Democratising investments is not just about access
- 8 hours ago
- 3 min read

One of the hotter stories in the financial press recently involves Blue Owl, a US specialist manager in private credit. One of its retail‑facing funds, Blue Owl Capital Corporation II, permanently restricted redemptions. Instead of allowing investors to redeem up to 5% of the fund each quarter, the manager will now liquidate assets gradually and return capital over time.
The decision followed redemption pressure after investors became concerned about loan valuations, many of which relate to software companies. The underlying assets are illiquid. When too many investors want their money back at once, the structure simply cannot cope.
For retail investors, the outcome is stark: capital that was assumed to be accessible is now effectively locked up.
Unfortunately, this is not an isolated incident. UK investors will remember the mini‑bond scandal, which harmed many yield‑seeking individuals. At the time, some products were marketed as “democratising asset‑backed, high‑income investments”. The language was reassuring.
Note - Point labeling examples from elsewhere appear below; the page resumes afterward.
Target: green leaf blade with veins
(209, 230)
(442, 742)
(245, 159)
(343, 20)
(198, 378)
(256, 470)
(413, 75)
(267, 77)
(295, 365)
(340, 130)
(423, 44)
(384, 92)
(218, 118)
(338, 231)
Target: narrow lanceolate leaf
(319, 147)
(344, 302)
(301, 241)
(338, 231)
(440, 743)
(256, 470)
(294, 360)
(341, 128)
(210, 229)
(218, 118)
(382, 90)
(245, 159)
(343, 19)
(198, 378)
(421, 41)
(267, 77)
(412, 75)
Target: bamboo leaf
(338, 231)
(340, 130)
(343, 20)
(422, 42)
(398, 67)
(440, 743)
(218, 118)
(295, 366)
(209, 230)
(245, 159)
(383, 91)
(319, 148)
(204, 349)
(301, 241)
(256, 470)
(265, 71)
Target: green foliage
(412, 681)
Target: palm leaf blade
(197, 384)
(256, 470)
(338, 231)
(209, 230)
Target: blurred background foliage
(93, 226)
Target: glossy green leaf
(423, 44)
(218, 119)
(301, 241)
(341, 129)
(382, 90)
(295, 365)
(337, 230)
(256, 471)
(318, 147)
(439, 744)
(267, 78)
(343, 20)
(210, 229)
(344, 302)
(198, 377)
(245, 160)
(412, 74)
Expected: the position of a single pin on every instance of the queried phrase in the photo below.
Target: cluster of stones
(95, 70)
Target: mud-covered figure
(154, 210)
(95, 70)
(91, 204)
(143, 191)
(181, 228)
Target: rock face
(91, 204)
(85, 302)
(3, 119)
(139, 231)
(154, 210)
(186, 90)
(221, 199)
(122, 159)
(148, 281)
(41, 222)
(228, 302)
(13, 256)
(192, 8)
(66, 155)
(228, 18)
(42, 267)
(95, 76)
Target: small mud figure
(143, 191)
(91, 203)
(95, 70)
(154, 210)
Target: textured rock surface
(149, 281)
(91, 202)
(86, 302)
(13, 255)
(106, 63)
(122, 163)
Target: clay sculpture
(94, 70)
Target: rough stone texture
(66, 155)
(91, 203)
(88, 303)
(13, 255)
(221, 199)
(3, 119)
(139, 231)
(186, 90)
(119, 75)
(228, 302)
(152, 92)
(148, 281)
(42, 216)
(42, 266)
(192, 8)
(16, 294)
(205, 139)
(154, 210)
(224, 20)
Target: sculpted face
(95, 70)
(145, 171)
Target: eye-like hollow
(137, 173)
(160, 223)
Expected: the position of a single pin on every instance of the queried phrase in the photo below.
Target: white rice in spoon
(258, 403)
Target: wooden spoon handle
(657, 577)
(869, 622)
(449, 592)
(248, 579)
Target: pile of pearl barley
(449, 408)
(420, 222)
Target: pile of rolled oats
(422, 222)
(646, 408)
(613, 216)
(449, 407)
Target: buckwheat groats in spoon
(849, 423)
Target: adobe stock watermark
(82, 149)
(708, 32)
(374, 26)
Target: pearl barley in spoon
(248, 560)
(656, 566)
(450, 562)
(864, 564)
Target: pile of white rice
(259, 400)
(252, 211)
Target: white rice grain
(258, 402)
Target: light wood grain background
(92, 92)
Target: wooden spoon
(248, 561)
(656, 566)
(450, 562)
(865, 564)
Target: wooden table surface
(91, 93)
The reality was far less so.
In recent years, “democratising investments” has become one of the most overused phrases used by investment product providers. It sounds investor‑friendly. In practice, it is too often just a marketing slogan.
The word “democratisation” carries powerful connotations. It suggests something inherently good: opening up opportunities once reserved for large institutions—private equity, private credit, hedge funds, real assets—to a wider audience. As a former colleague once put it, the term creates a “halo effect” around the provider.
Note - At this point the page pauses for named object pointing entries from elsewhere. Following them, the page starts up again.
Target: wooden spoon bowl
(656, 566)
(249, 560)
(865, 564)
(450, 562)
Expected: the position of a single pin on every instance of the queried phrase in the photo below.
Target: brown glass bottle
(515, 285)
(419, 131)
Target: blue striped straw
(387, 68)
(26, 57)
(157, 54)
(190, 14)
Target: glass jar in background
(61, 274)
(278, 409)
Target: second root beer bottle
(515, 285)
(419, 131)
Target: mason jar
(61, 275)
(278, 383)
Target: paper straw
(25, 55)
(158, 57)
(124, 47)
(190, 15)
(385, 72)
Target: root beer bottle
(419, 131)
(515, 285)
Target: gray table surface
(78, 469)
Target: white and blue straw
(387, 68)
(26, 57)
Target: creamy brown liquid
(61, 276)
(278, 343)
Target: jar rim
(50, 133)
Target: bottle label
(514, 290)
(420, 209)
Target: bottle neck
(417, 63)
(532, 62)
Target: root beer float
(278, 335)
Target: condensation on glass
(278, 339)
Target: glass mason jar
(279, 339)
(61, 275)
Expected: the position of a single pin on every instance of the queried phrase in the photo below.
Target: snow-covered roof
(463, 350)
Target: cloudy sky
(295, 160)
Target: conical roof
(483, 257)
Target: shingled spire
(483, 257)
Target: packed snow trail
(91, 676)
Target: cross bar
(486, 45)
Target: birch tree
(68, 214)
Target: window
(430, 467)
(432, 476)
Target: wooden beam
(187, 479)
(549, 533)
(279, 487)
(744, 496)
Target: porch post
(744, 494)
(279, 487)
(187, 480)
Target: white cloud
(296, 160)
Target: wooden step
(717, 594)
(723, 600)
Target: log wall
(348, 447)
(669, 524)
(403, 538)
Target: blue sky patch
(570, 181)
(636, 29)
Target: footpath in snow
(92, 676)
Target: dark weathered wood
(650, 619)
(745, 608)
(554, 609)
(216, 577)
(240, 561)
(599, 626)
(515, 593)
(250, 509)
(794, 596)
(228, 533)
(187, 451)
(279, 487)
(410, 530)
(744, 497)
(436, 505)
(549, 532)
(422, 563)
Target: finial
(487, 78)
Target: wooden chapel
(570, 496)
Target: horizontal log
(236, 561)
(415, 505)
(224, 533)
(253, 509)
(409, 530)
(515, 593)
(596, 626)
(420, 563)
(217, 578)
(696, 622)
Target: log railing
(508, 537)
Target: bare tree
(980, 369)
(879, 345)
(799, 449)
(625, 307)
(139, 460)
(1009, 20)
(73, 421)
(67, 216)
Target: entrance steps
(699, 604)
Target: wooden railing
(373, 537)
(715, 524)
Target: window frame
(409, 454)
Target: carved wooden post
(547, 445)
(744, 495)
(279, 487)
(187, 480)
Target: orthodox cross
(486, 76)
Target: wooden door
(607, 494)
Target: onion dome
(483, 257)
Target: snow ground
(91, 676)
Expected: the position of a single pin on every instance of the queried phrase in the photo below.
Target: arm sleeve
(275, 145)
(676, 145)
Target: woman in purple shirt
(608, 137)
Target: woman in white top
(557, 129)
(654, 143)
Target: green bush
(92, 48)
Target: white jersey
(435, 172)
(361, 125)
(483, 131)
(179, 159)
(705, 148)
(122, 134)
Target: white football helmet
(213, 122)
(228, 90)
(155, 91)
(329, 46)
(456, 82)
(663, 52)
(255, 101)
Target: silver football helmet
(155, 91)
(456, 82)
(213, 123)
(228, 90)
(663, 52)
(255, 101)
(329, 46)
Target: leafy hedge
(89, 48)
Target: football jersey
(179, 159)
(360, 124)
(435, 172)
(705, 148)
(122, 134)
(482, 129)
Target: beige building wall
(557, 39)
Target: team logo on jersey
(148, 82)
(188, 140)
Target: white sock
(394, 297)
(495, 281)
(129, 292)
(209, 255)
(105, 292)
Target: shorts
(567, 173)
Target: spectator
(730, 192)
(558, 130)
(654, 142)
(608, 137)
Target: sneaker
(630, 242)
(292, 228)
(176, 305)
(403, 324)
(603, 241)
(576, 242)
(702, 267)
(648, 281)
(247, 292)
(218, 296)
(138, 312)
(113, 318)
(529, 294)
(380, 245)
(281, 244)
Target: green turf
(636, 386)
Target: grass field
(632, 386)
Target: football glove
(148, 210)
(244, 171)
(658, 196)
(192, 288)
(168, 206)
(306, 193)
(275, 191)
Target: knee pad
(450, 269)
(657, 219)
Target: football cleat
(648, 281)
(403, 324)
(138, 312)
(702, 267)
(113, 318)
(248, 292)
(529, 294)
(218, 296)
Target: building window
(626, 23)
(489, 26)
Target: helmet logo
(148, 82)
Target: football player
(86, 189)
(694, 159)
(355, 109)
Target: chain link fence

But what does democratisation actually mean?
A quick review of dictionary definitions shows that the term is most commonly associated with politics and governance. Only one definition—Britannica—frames it as “making something available to all people”. Crucially, however, it adds a second and often ignored dimension: “making it possible for all people to understand something”. This is where the industry’s use of the term begins to fall apart.
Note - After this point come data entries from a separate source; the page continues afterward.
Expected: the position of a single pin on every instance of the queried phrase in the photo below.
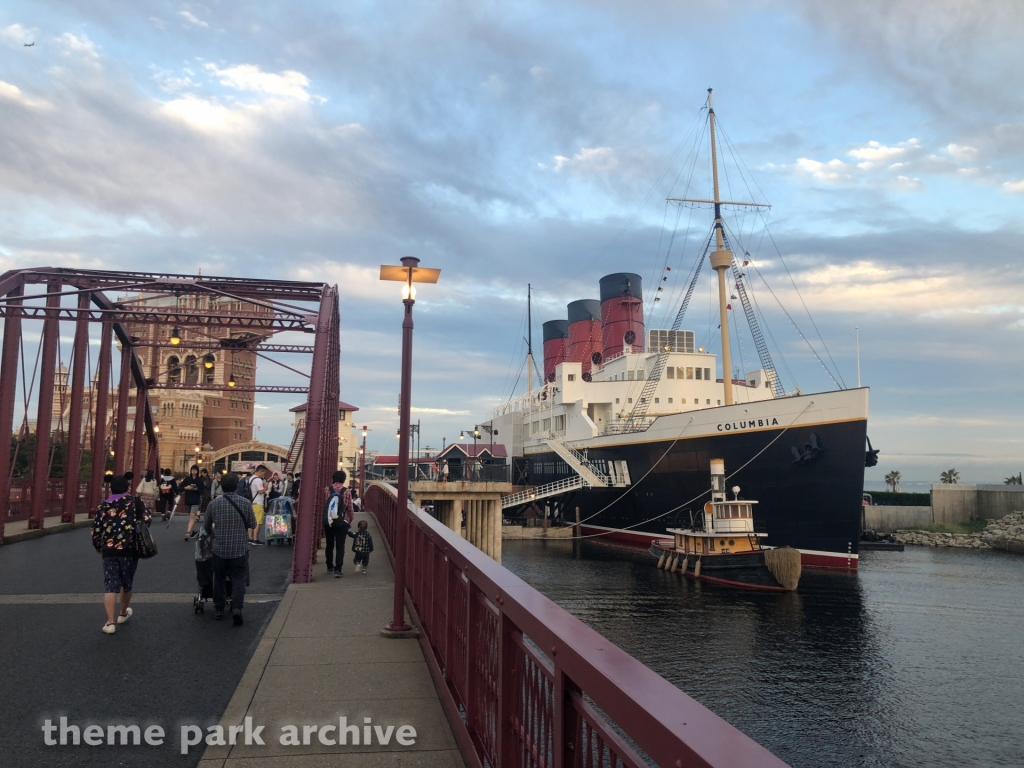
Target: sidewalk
(323, 658)
(18, 530)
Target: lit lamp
(363, 467)
(409, 273)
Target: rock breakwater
(1006, 534)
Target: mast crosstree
(721, 258)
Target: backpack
(335, 506)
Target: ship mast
(529, 358)
(721, 258)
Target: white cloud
(16, 36)
(869, 286)
(193, 20)
(962, 152)
(588, 160)
(12, 93)
(80, 47)
(875, 153)
(289, 84)
(832, 172)
(205, 115)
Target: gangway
(543, 492)
(578, 462)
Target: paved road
(167, 666)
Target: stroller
(204, 572)
(278, 523)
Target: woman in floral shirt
(114, 540)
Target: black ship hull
(808, 482)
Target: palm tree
(892, 479)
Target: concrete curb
(60, 527)
(236, 711)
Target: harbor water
(919, 660)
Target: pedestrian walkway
(19, 530)
(323, 658)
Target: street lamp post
(363, 467)
(409, 273)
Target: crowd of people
(227, 512)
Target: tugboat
(723, 548)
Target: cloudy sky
(529, 141)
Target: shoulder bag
(145, 547)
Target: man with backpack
(338, 515)
(167, 492)
(227, 519)
(254, 489)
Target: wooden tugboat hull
(747, 570)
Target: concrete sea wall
(1006, 534)
(888, 519)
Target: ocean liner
(623, 431)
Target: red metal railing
(525, 683)
(19, 506)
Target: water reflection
(915, 662)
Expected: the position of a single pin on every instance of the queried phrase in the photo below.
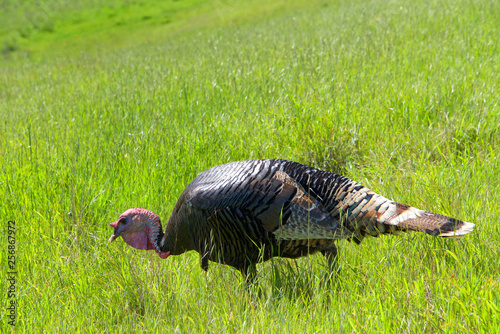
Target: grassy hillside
(401, 96)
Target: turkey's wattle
(245, 212)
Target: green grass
(401, 96)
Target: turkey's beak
(115, 235)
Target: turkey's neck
(175, 240)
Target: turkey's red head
(140, 228)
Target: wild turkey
(245, 212)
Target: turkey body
(246, 212)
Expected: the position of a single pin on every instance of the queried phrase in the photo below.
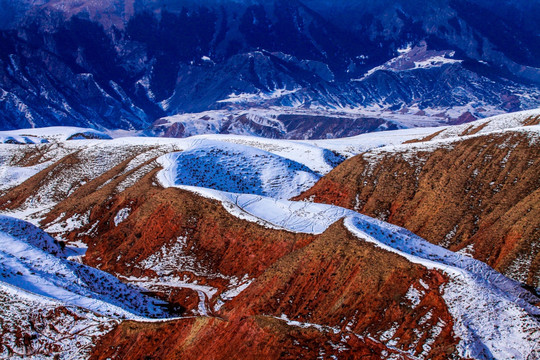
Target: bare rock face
(479, 195)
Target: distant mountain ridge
(126, 64)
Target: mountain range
(167, 67)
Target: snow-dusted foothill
(493, 315)
(238, 168)
(29, 260)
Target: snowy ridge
(473, 285)
(238, 168)
(26, 264)
(44, 135)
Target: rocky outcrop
(478, 195)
There has been genuine progress on access. Minimum investment sizes have fallen, distribution channels have expanded, and structures have been repackaged for the retail market. On that narrow definition, democratisation has been a success.
Understanding, however, has not kept pace.
Private equity and private credit behave very differently from traditional listed assets. Liquidity is limited. Valuations are infrequent and often model‑driven. Exit routes depend on market conditions that may not exist when investors want—or need—their money.
Institutional investors are better placed to live with these features. They have long investment horizons, predictable liabilities, and professional governance structures. Most individual investors do not. Liquidity needs can change quickly, driven by job losses, health issues, education costs, or family events.
Even investors who are comfortable remaining invested are affected by the actions of others. When redemption requests rise, managers may be forced to sell illiquid assets at material discounts, eroding returns for everyone.
None of this means that retail investors should be excluded from alternative investments. Many are perfectly capable of understanding complexity and risk. The problem lies in pretending that broader access alone amounts to democratisation.
If the term is to mean anything beyond marketing, it must also include education, transparency, and suitability. That means clearer communication of liquidity risks, more realistic expectations about valuations, and advice that places these investments within a proper financial planning framework.
True democratisation is not about selling institutional products to individuals. It is about ensuring investors genuinely understand what they are buying, why they are buying it, and when it may produce uncomfortable outcomes. Without that, “democratising investments” is little more than a comforting phrase—and one that risks doing more harm than good.